# All-Modality Minimal Model

Script:

```text
scripts/train_all_modalities_model.py
```

This extends the first minimal model by using every major sample modality in a lightweight way.

## Modalities Used

Dynamic sensor/action modalities:

- `hand_mocap/left_joints_3d`
- `hand_mocap/right_joints_3d`
- `full_body_mocap/keypoints`
- `full_body_mocap/contacts`
- `slam/trans_xyz`
- `slam/quat_wxyz` converted by the toolkit into camera rotation matrices
- `imu/accel_xyz`
- `imu/gyro_xyz`
- `depth/depth`
- `depth/confidence`
- `fisheye_cam0.mp4`
- `fisheye_cam1.mp4`
- `fisheye_cam2.mp4`
- `fisheye_cam3.mp4`
- `stereo_left.mp4`
- `stereo_right.mp4`
- AAC audio decoded from `fisheye_cam0.mp4`

Static/context modalities:

- `slam/point_cloud`
- `calibration/*`
- caption objects
- caption interaction text

By default, the script does **not** include `action_label`, `Sub Task`, or action-description text as input, because those are too close to the prediction target. You can force that with `--include-label-text`, but that should be treated as a leakage/debug run, not a fair action-recognition experiment.

## Feature Design

The model is still intentionally small:

```text
raw modality -> per-frame or static handcrafted features -> window temporal statistics -> softmax classifier
```

For each 20-frame window:

- Motion signals use mean/std/min/max/delta/velocity statistics.
- Depth uses global depth stats plus a small normalized depth grid and confidence grid.
- Each video stream uses color stats, color histograms, a small grayscale grid, and simple edge stats.
- Audio uses per-frame waveform/spectral statistics and log-spaced spectral band energies.
- Text uses a hashed bag-of-words vector from objects and interaction text.
- Point cloud and calibration are included as static episode-level features.

Current feature blocks:

```text
hand_left_joints:                  441
hand_right_joints:                 441
body_joints:                      1092
body_contacts:                     147
camera_translation:                 21
camera_rotation_matrix:             63
imu_accel_gyro:                     42
depth_confidence:                  980
video_fisheye_cam0:                686
video_fisheye_cam1:                686
video_fisheye_cam2:                686
video_fisheye_cam3:                686
video_stereo_left:                 686
video_stereo_right:                686
audio_fisheye_cam0_aac:            168
caption_objects_interaction_text:  896
slam_point_cloud:                   22
calibration:                       117
total:                            8546
```

## Run Commands

Action prediction:

```bash
cd /path/to/Ropedia
source .venv/bin/activate
python scripts/train_all_modalities_model.py
```

Subtask prediction:

```bash
python scripts/train_all_modalities_model.py --target subtask
```

The first run builds reusable caches in:

```text
outputs/feature_cache/
```

## Current Results

Action-label model:

```text
outputs/min_all_modalities_action_model/
accuracy:          0.9828
balanced_accuracy: 0.9856
macro_f1:          0.9829
weighted_f1:       0.9863
majority_baseline: 0.1375
classes:           18
feature_dim:       8546
test_windows:      291
```

Subtask-label model:

```text
outputs/min_all_modalities_subtask_model/
accuracy:          0.9828
balanced_accuracy: 0.9505
macro_f1:          0.9173
weighted_f1:       0.9841
majority_baseline: 0.1448
classes:           14
feature_dim:       8546
test_windows:      290
```

## How To Interpret This

This proves that the full sample can be converted into a complete supervised learning pipeline on this Mac.
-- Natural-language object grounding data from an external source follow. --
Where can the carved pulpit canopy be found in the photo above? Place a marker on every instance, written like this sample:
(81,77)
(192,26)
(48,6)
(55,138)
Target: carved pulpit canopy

It does **not** prove real generalization, because the public sample is one episode and the split is random windows from that same episode. Neighboring windows are correlated.

For a serious embodied-AI experiment:

```text
many episodes
-> cache features per episode
-> split by episode or task instance
-> train on some episodes
-> test on unseen episodes
```

The next useful upgrade is not a bigger classifier. It is a better split and more episodes.